Carrying the cello for almost 600 miles was actually not as much of a challenge as Johansen thought it was going to be.
“The size of it and the shape of the case made it a little more challenging than a backpack would’ve been in that it wasn’t really tied to my back,” Johansen said. “It was blowing in the wind a little more freely than a backpack might. But overall, the experience was not physically so difficult. I was actually probably under the same amount of weight as anyone else walking that route with a fairly well packed backpack.”
Johansen describes himself as a Fairbanks kid and loves the outdoors and spending time in nature.
“I always kind of felt this pull in two different directions between music and my love for paying the cello and adventure and the outdoors and all the things I like to do away from music,” Johansen said. “I couldn’t ever find a way to put those two things together.”
Then this project helped him do that.
“So that was a really nice thing,” Johansen said. “To finally realize, combining those two different areas of my life.”
The pilgrimage from the Great Perenees in the South of France across Spain to the most northwestern corner of Spain took Johansen and his documentary film crew 40 days. Johansen performed 36 evenings along the journey at different venues from town squares to ancient churches. Every performance included at least 3 of the 6 Bach Suites for Solo Cello. The inspiration for the adventure developed over time.

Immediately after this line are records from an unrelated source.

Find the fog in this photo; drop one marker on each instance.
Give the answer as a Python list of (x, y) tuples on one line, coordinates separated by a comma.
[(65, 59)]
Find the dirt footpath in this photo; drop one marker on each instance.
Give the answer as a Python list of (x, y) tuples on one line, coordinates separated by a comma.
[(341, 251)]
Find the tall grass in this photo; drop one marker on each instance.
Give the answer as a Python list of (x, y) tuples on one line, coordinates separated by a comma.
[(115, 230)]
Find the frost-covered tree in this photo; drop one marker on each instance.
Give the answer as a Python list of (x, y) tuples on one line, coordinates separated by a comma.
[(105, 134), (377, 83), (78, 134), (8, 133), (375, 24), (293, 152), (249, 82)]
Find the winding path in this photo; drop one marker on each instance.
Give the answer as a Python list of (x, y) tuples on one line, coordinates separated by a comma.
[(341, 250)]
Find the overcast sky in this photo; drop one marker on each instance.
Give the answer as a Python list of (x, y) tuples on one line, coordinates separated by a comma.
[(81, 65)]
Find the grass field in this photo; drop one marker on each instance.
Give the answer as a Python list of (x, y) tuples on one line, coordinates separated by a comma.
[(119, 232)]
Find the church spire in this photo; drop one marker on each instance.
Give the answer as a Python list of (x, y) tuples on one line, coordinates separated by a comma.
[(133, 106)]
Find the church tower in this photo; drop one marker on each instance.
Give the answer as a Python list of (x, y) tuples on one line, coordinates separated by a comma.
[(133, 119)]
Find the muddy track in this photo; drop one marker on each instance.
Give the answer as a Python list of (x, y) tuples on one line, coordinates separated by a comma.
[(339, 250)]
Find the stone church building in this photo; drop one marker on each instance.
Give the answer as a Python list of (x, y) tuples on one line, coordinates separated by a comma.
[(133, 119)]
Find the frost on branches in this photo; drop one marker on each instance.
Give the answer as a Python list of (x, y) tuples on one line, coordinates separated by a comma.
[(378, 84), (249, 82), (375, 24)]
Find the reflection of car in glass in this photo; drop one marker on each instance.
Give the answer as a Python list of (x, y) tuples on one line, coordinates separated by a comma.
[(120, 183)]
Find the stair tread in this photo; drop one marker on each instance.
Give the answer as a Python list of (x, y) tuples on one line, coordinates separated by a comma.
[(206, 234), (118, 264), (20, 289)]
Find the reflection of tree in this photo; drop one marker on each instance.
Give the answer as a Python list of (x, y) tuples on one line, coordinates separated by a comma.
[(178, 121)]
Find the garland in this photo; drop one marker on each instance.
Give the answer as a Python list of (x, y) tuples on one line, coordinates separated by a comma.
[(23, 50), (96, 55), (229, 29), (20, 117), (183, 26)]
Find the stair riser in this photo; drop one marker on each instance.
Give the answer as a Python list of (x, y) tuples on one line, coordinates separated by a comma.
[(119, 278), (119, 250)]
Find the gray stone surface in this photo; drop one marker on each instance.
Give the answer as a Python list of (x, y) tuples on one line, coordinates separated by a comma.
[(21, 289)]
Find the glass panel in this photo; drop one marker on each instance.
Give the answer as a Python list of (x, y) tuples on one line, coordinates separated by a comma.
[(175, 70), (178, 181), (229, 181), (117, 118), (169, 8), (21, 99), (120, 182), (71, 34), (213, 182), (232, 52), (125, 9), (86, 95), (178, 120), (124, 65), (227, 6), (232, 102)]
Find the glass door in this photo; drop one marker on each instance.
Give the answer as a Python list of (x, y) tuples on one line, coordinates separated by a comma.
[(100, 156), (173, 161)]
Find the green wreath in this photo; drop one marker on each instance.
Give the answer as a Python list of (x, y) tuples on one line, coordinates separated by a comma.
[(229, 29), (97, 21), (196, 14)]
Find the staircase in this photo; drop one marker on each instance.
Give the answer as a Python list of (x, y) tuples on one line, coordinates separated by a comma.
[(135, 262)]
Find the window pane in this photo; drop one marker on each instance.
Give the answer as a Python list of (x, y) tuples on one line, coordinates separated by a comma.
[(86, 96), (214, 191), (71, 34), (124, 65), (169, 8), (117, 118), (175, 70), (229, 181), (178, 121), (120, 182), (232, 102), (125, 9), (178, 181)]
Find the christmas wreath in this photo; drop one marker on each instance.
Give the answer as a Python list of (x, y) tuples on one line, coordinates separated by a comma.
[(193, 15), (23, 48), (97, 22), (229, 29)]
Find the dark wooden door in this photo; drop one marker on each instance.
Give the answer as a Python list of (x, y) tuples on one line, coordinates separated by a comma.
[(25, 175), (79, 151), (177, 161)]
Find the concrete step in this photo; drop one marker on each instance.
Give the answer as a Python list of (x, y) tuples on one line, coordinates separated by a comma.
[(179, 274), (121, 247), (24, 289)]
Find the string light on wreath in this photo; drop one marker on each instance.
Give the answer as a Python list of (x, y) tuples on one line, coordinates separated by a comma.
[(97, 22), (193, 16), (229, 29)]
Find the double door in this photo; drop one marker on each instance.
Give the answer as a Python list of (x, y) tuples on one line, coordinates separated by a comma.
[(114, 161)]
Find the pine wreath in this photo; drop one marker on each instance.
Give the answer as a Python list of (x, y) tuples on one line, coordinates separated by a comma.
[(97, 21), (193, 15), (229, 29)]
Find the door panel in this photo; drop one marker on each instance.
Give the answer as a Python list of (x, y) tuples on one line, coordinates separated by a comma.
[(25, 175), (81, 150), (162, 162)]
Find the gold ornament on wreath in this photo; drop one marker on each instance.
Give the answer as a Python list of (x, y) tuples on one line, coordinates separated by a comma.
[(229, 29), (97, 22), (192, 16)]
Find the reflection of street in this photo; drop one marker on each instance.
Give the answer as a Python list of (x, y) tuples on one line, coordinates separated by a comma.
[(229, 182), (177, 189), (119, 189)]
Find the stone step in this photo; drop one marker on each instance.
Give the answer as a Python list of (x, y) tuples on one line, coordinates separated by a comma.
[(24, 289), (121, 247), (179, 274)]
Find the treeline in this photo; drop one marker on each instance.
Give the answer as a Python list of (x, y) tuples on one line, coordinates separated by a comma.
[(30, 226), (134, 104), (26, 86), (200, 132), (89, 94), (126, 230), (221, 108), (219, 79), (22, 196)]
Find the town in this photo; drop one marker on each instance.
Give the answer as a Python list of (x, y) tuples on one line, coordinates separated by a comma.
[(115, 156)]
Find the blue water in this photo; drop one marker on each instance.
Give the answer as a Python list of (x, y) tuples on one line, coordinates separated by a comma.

“It was inspired by a friend of mine, a composer, who had walked the Appalachian Trail here in the United States, and he had written 81 movements for string quartet along the way about his experience on the Appalachian Trail,” Johansen said.
Johansen got really inspired and thought that he could do something like that, maybe with his cello. He got started looking for a venue and he knew the Appalachian Trail wasn’t going to work because there’s just not that many people on it.
“So I needed a place with a lot of people, a lot of traffic,” Johansen said. “So I found the Carmino de Santiago and it seemed like a good fit for this idea, carrying my Cello and the music of Bach with me. It kind of snowballed from there. I told a friend of mine about it who’s an audio engineer and he said, ‘Oh, well you have to record the music in all those churches along the way’ and I thought I could probably figure out how to do that. And then a filmmaker friend of mine said, ‘You should really think about making a documentary film about it.”
It happens to be the documentary film showing in Fairbanks that drew Johansen up here this week and he follows in Gail Johansen’s footsteps and just like his mom teaches at the Fairbanks Suzuki Institute.
When asked about whether his students knew of Johansen’s “rockstar” status, one of his students replied, “Oh yes.” Johansen’s mother would often talk about him, and the student knew Johansen for a long time.
“I do love coming back to this community whenever I get a chance. It’s just home, and the people are wonderful. I don’t find people like this everywhere in the world so it’s really special to come back and get to experience this beautiful place.”
Johansen’s Walk to Fisterra, shows at UAF’s at 7 p.m. Friday night in Fairbanks.